[Feature] Unbalanced free-support Wasserstein barycenter with learnable weights by huguesva · Pull Request #676 · ott-jax/ott

huguesva · 2026-02-23T21:36:15Z

Summary

Add tau_a and tau_b parameters to FreeWassersteinBarycenter for unbalanced transport
Add learn_a option to jointly learn barycenter weights via block-coordinate descent. Relaxing the barycenter-side marginal (tau_a < 1) yields a closed-form weight update: the normalised arithmetic mean of transport-plan row marginals, derived as the exact block-coordinate minimiser via Danskin's theorem for the KL(r_i || a) penalty. No gradient computation or inner optimisation loop is needed.
Add a_init for custom initial barycenter weights (resolves existing TODO)
In unbalanced mode, the location update weights each measure by lambda_i * r_{ik} (row marginal) instead of lambda_i alone, down-weighting unreliable projections
Warning emitted when learn_a=True with tau_a=1.0 (no effect in balanced mode)
Fully backward compatible: all defaults produce identical behaviour to main

Test plan

4 new tests in continuous_barycenter_mass_learning_test.py
All 20 existing continuous_barycenter_test.py tests pass (no regression)
Pre-commit passes

Allow joint optimisation of support locations and weights in FreeWassersteinBarycenter via block-coordinate descent with unbalanced OT. New parameters: tau_a (marginal relaxation), learn_a (enable weight learning), a_init (custom initial weights).

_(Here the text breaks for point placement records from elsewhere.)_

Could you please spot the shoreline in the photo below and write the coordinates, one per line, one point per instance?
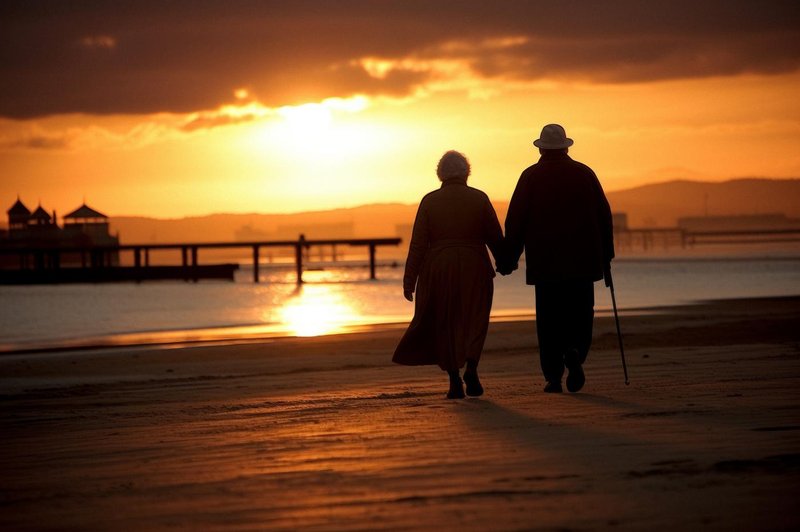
(325, 433)
(254, 334)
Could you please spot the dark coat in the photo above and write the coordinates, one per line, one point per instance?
(453, 275)
(561, 216)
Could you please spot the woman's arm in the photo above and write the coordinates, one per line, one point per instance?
(416, 251)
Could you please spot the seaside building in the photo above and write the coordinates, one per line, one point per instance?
(82, 229)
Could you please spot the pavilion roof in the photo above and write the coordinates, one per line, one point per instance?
(41, 214)
(19, 209)
(84, 212)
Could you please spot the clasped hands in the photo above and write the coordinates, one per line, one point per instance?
(505, 268)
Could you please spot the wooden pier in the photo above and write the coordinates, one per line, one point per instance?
(666, 237)
(44, 265)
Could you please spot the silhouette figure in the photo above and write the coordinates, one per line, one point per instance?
(450, 267)
(561, 216)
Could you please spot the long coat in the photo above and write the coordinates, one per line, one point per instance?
(450, 267)
(560, 214)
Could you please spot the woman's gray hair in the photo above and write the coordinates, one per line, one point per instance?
(453, 165)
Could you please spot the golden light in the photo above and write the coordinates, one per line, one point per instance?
(307, 119)
(316, 310)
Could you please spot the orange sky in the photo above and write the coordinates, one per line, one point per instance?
(374, 133)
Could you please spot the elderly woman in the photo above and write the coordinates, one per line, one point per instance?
(453, 275)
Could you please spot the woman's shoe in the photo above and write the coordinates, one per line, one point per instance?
(474, 388)
(456, 386)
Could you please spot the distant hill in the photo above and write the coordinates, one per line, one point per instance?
(662, 204)
(659, 204)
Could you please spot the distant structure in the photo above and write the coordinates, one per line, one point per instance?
(741, 222)
(83, 228)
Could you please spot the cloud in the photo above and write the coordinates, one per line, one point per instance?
(191, 56)
(37, 141)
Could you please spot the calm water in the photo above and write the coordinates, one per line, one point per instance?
(335, 299)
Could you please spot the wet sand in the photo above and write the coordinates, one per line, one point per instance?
(326, 434)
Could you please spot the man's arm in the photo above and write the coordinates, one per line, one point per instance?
(516, 223)
(606, 222)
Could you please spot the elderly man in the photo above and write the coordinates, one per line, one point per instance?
(561, 216)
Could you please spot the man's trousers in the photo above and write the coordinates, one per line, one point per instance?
(564, 315)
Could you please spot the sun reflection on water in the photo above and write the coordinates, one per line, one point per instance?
(318, 309)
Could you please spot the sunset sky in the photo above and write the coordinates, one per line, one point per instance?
(179, 108)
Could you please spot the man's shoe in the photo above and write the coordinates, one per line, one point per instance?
(474, 388)
(576, 378)
(456, 386)
(552, 387)
(456, 391)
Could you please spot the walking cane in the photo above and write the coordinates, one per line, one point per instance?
(610, 285)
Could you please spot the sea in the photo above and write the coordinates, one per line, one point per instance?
(340, 297)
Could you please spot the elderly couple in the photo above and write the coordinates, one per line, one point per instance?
(558, 213)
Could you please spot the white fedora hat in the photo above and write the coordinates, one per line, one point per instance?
(553, 137)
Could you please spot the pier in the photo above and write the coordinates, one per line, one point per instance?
(666, 237)
(98, 263)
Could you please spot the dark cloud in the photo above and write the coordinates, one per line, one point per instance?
(38, 141)
(188, 56)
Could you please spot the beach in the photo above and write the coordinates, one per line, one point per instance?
(325, 433)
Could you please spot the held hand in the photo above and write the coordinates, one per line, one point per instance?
(506, 269)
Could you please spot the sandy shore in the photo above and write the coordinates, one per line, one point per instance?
(326, 434)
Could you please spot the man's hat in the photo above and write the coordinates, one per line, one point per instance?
(553, 137)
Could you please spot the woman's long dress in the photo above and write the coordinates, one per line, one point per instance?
(449, 264)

- Add tau_b parameter for relaxing input-measure marginal constraints - Warn when learn_a=True with tau_a=1.0 (no effect in balanced mode) - Thread tau_b through update(), body_fn, init_state, tree_flatten

marcocuturi · 2026-03-16T18:11:43Z

thanks a lot @huguesva and apologies for the delayed reply, i was traveling and on holidays.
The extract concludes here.